As the authors explain, mandatory vaccination policies need to be proportionate and designed to achieve a clearly defined goal. To be justified, punitive mandates, passports, and segregated restrictions should be: proportionate; not more restrictive than necessary; effective in preventing transmission and protecting the healthcare system from collapse; and the only options. As illustrated in this paper, the authors believe that current vaccine policies have failed on these fronts and are no longer fit for purpose.
The COVID-19 vaccine policies in place are not only scientifically questionable, the authors contend, but they impinge on human rights, promote stigma and social polarisation, and adversely affect health and well-being. These policies may lead to a widening of health and economic inequalities, have detrimental long-term impacts on trust in government and scientific institutions, and reduce the uptake of future public health measures, including routine immunisations.
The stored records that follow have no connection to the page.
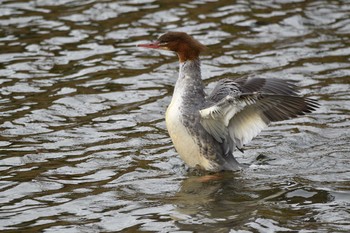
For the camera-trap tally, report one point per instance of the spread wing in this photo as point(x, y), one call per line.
point(237, 110)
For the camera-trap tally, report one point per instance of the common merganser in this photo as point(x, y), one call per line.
point(206, 129)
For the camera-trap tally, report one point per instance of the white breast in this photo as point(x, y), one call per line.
point(184, 143)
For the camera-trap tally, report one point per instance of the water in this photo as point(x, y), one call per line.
point(84, 146)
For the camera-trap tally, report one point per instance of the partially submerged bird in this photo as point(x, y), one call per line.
point(206, 129)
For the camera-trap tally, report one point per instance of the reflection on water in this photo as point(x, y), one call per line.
point(83, 141)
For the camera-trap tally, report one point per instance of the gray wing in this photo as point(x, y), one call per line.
point(237, 110)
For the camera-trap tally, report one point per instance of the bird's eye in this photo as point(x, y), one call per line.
point(163, 42)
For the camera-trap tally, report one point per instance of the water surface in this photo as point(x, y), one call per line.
point(84, 146)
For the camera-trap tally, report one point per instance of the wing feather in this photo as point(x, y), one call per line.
point(238, 110)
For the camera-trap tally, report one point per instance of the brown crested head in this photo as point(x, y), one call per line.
point(186, 47)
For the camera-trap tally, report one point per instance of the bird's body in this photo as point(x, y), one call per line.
point(205, 130)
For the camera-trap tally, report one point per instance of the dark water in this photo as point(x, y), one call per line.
point(83, 141)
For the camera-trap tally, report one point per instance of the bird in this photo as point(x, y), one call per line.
point(206, 129)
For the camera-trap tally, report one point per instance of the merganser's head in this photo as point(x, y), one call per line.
point(186, 47)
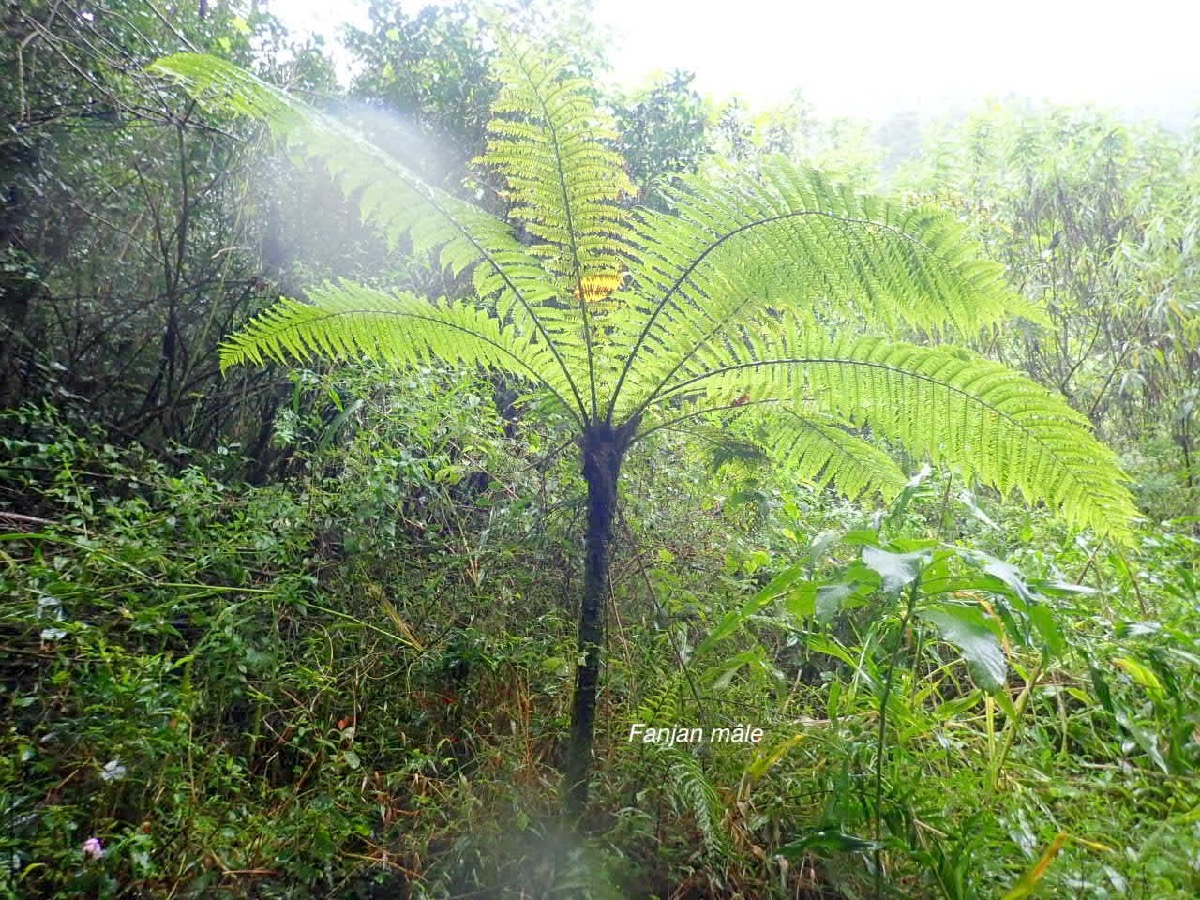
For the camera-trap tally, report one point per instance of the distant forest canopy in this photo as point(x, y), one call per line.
point(901, 491)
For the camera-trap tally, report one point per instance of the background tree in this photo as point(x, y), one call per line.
point(754, 293)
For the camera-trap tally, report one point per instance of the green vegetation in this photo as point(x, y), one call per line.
point(831, 437)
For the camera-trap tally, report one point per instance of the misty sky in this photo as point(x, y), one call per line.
point(870, 58)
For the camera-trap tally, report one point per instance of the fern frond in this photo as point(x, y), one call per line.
point(346, 322)
point(948, 405)
point(460, 235)
point(553, 149)
point(820, 450)
point(691, 790)
point(789, 239)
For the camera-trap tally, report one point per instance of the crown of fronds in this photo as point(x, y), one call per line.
point(555, 151)
point(750, 297)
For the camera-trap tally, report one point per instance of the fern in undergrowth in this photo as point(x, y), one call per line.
point(772, 294)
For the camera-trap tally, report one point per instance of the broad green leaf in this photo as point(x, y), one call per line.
point(897, 570)
point(966, 628)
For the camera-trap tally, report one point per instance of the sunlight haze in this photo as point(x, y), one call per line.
point(869, 59)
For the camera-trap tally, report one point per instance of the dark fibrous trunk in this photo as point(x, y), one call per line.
point(604, 449)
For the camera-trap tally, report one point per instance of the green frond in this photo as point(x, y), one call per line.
point(952, 406)
point(694, 792)
point(809, 445)
point(348, 322)
point(460, 235)
point(553, 149)
point(820, 450)
point(781, 238)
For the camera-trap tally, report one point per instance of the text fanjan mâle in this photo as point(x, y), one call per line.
point(679, 735)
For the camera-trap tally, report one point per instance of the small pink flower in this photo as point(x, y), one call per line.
point(93, 849)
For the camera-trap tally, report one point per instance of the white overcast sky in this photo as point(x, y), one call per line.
point(870, 58)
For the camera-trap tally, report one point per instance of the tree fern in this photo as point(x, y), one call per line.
point(761, 294)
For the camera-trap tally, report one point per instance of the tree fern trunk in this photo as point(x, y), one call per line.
point(604, 449)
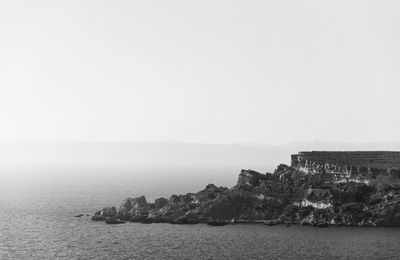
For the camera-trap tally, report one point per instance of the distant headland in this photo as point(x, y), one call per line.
point(319, 188)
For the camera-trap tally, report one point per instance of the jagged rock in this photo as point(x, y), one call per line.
point(133, 208)
point(98, 218)
point(160, 202)
point(114, 221)
point(109, 212)
point(249, 179)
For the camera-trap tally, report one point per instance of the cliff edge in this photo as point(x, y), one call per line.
point(319, 188)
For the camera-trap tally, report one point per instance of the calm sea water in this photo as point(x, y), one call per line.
point(37, 223)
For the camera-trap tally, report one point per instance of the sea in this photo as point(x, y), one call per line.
point(37, 210)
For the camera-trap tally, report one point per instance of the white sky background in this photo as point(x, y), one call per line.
point(200, 71)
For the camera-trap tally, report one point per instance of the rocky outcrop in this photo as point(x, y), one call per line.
point(291, 194)
point(109, 212)
point(134, 209)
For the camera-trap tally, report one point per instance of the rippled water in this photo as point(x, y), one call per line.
point(39, 224)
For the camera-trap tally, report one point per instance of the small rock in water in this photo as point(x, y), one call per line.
point(114, 221)
point(98, 218)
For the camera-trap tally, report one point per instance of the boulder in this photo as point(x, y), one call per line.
point(160, 202)
point(136, 207)
point(114, 221)
point(109, 212)
point(98, 218)
point(249, 179)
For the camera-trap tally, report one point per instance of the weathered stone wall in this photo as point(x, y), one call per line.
point(359, 165)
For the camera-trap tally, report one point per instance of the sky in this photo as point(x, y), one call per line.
point(200, 71)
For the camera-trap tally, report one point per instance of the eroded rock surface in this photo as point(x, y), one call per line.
point(291, 194)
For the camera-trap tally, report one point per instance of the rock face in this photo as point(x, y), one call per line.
point(319, 188)
point(109, 212)
point(133, 209)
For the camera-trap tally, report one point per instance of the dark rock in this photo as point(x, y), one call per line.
point(315, 190)
point(114, 221)
point(98, 218)
point(109, 212)
point(161, 202)
point(136, 207)
point(217, 223)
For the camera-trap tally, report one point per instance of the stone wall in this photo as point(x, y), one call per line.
point(360, 166)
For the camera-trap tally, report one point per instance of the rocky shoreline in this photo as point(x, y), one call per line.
point(286, 196)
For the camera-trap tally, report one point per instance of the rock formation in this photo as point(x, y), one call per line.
point(319, 188)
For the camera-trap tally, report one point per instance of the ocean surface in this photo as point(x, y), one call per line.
point(37, 222)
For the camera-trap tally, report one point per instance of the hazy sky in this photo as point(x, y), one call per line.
point(200, 71)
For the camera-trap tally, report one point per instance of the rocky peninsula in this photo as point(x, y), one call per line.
point(318, 188)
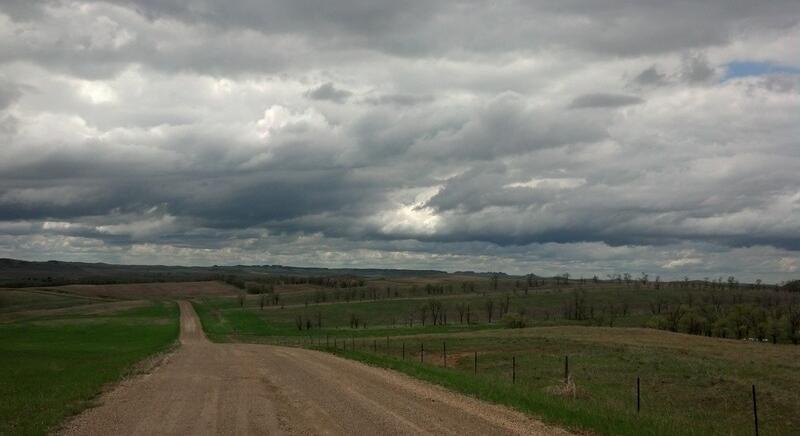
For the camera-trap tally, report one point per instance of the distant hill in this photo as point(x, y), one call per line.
point(21, 273)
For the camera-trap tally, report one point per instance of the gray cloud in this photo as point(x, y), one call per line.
point(327, 91)
point(604, 100)
point(203, 132)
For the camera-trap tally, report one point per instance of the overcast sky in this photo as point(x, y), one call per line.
point(588, 137)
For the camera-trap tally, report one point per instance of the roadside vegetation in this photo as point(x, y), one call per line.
point(696, 347)
point(53, 365)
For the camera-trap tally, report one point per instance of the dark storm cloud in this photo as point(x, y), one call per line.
point(604, 100)
point(436, 134)
point(327, 91)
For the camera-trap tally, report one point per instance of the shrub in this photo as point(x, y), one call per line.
point(514, 321)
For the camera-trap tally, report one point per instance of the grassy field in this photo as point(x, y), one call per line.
point(698, 384)
point(52, 366)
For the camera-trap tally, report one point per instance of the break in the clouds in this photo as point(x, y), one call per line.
point(523, 136)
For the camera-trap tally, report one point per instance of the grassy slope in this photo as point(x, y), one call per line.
point(52, 368)
point(700, 385)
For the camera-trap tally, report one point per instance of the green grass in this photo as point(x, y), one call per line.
point(696, 384)
point(52, 368)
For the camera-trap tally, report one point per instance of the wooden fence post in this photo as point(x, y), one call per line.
point(513, 369)
point(755, 410)
point(638, 395)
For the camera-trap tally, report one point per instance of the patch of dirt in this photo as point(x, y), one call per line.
point(206, 388)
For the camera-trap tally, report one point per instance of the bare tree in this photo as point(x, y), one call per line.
point(489, 305)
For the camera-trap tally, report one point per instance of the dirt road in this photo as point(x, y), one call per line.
point(206, 388)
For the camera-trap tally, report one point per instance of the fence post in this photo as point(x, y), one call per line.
point(513, 369)
point(638, 395)
point(755, 410)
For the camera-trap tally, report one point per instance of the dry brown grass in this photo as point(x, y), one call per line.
point(140, 291)
point(87, 309)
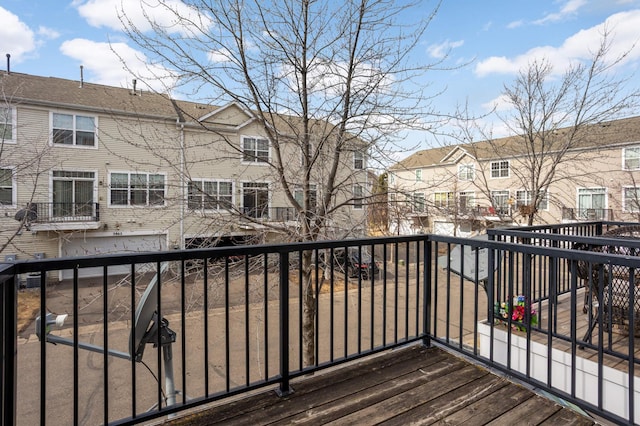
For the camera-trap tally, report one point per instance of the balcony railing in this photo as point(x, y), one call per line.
point(60, 212)
point(235, 322)
point(587, 214)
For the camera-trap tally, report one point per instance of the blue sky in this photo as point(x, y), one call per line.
point(495, 38)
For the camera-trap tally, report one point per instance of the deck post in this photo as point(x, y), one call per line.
point(284, 388)
point(426, 279)
point(9, 339)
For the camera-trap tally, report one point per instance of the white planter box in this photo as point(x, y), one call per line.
point(615, 385)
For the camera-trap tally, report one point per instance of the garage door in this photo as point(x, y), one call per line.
point(89, 246)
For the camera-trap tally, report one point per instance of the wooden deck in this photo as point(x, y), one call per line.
point(412, 385)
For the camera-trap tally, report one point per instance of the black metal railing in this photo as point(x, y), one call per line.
point(229, 320)
point(587, 214)
point(60, 212)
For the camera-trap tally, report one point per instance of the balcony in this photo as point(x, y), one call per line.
point(61, 216)
point(585, 214)
point(166, 338)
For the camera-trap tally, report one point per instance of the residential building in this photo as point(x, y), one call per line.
point(466, 188)
point(91, 169)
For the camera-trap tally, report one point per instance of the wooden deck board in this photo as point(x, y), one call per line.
point(415, 385)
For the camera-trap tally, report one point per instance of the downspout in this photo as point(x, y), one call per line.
point(183, 186)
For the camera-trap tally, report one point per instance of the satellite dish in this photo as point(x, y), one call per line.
point(145, 318)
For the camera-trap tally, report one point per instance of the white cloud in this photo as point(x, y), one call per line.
point(579, 46)
point(515, 24)
point(16, 38)
point(441, 50)
point(570, 8)
point(107, 67)
point(221, 55)
point(49, 33)
point(172, 15)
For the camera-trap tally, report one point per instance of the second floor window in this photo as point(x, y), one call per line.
point(255, 150)
point(499, 169)
point(210, 195)
point(466, 172)
point(358, 160)
point(525, 198)
point(6, 187)
point(137, 189)
point(631, 158)
point(631, 199)
point(358, 194)
point(418, 202)
point(7, 126)
point(443, 199)
point(69, 129)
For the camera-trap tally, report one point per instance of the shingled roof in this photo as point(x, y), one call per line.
point(597, 136)
point(19, 88)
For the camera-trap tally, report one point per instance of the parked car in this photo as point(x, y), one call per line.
point(356, 262)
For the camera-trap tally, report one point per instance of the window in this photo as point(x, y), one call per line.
point(298, 194)
point(73, 193)
point(255, 199)
point(499, 169)
point(418, 202)
point(255, 150)
point(358, 160)
point(467, 201)
point(631, 158)
point(137, 189)
point(466, 172)
point(500, 201)
point(592, 203)
point(631, 199)
point(7, 126)
point(209, 195)
point(358, 194)
point(443, 199)
point(6, 188)
point(75, 130)
point(524, 198)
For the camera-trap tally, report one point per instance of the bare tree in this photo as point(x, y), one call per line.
point(556, 122)
point(332, 80)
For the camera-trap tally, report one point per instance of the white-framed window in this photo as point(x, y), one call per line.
point(73, 193)
point(500, 201)
point(524, 198)
point(255, 199)
point(467, 200)
point(443, 199)
point(255, 150)
point(358, 160)
point(631, 199)
point(7, 187)
point(499, 169)
point(358, 195)
point(466, 172)
point(298, 194)
point(7, 124)
point(418, 202)
point(631, 158)
point(136, 189)
point(206, 194)
point(73, 129)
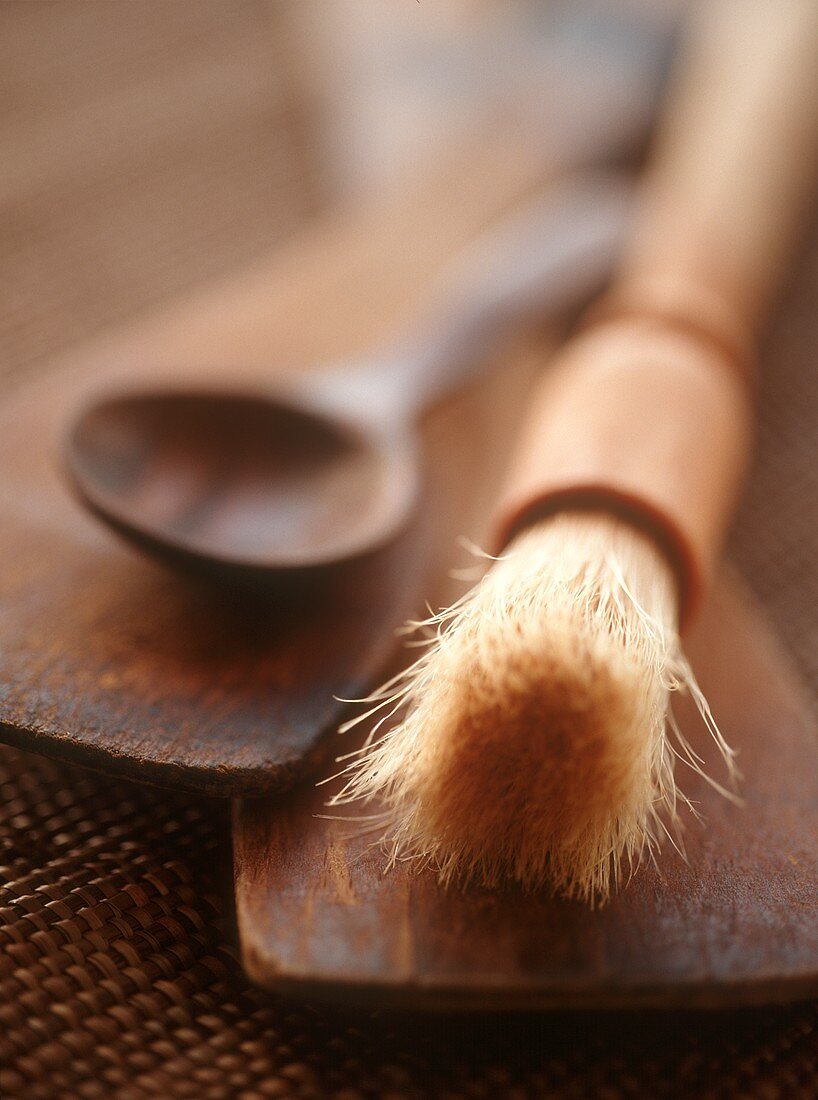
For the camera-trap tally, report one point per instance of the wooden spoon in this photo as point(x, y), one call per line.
point(325, 469)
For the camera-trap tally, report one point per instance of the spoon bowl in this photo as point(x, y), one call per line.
point(250, 482)
point(324, 469)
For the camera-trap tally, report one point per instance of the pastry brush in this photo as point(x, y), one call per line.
point(534, 738)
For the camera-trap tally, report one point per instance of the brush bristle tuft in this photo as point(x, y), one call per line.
point(532, 739)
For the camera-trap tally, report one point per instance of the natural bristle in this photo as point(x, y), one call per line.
point(532, 740)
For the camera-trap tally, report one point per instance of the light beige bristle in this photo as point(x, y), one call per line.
point(533, 739)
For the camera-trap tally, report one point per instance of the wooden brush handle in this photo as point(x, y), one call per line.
point(648, 413)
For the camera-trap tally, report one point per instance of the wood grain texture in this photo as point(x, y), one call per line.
point(736, 924)
point(109, 660)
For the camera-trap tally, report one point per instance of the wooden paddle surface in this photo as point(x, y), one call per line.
point(110, 660)
point(736, 924)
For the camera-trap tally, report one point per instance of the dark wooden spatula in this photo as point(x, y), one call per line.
point(737, 924)
point(107, 659)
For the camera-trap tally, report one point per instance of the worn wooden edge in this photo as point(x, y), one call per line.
point(486, 992)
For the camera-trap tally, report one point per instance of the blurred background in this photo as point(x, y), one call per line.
point(151, 146)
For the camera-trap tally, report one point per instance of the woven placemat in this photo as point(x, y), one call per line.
point(118, 970)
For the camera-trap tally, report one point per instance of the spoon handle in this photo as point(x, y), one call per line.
point(548, 256)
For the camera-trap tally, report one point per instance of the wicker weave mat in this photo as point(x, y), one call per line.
point(117, 968)
point(118, 976)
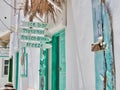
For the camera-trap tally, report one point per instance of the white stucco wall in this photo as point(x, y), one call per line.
point(3, 79)
point(5, 11)
point(79, 36)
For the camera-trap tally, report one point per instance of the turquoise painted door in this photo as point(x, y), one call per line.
point(58, 61)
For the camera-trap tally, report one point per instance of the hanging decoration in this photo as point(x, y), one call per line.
point(44, 8)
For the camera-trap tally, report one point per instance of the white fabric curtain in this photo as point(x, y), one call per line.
point(80, 59)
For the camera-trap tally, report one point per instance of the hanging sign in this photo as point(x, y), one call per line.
point(33, 31)
point(4, 52)
point(32, 37)
point(34, 24)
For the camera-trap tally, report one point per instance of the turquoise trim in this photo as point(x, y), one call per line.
point(58, 61)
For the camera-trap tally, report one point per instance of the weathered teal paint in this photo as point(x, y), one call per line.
point(25, 74)
point(10, 69)
point(17, 70)
point(58, 64)
point(104, 60)
point(109, 53)
point(58, 61)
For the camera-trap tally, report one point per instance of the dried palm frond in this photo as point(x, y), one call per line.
point(26, 8)
point(42, 7)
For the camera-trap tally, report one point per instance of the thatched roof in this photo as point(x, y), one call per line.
point(42, 7)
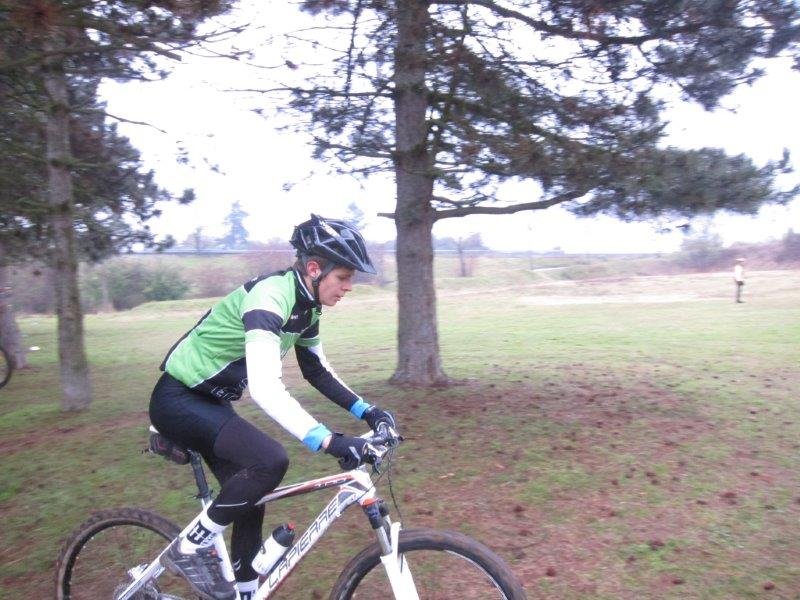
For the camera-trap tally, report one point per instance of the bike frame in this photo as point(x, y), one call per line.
point(353, 487)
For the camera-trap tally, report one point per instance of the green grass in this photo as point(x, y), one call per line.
point(640, 447)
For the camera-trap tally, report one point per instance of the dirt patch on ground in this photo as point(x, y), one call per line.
point(646, 516)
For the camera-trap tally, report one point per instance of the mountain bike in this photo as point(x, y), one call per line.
point(115, 553)
point(6, 366)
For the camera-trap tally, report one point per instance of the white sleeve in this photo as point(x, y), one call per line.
point(267, 390)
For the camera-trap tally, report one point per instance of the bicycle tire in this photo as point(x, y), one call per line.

Calling for open multidisciplinary discussion and debate, the authors argue that COVID-19 vaccine policies should be re-evaluated in light of their potential negative consequences. "Leveraging empowering strategies based on trust and public consultation, and improving healthcare services and infrastructure, represent a more sustainable approach to optimising COVID-19 vaccination programmes and, more broadly, the health and well-being of the public."
The authors conclude by urging investments in public health capacity, especially healthcare providers who build relationships of trust working in communities, as well as by improvements in data transparency, media independence, and broad public debate and scrutiny about COVID-19 vaccine policies. Such strategies could go a long way toward maintaining population trust, helping people better understand the risks and benefits of the continued use of current vaccines, and informing research on future policies and practices so we are ready for the next pandemic.